CX Futures Exchange, L.P. (also called CXMarkets, and Cantor Exchange) is a designated contract market offering financial products related to forex and weather. It operates in conjunction with a sister company CX Clearinghouse as a subsidiary of Cantor Fitzgerald. Through various platforms under the CXMarkets umbrella, speculators and hedgers can make trades based on the exchange rate of currencies through binary options, as well as predictions on weather, such as where tropical storms will make landfall, snowfall amounts, rainfall amounts, and high and low temperatures.

As of the close of trading on March 29, 2019, the exchange discontinued listing of forex and gold binary options instruments until further notice.

==History==
In 2008, financial services firm Cantor Fitzgerald filed for federal regulatory approval for a new commodities venue called the Cantor Exchange. The aim was to turn its Hollywood Stock Exchange (HSX), a simulation game which had been operating for over a decade, into an actual money exchange which would allow individuals or institutions to buy and sell contracts based on motion picture box office revenue.

In February 2010, it was announced that CFTC approval was expected, and the following month the Cantor Exchange would officially begin trading futures contracts on domestic box office receipts.
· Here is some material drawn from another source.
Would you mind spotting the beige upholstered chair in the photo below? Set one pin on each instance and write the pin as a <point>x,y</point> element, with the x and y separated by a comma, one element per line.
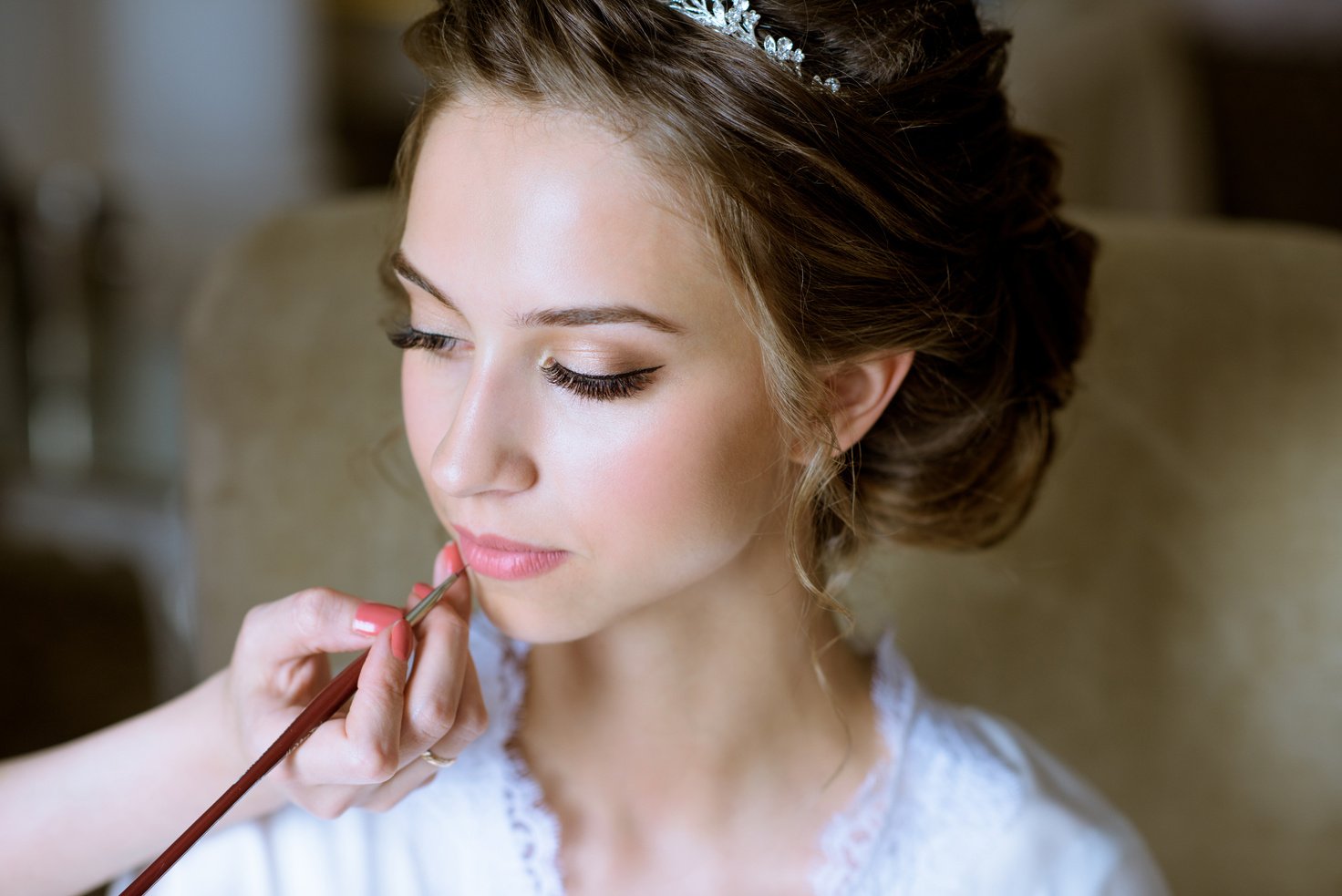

The exchange would allow every film to have a tradable "share" whose value would end based on the four-week opening box office revenue. Speculators and hedgers could buy or sell contracts in effort to profit or hedge against loss based on a film's financial performance.

Before its debut, movie executives expressed concern the existence of such an exchange would create yet another facet to take into account when assessing projects.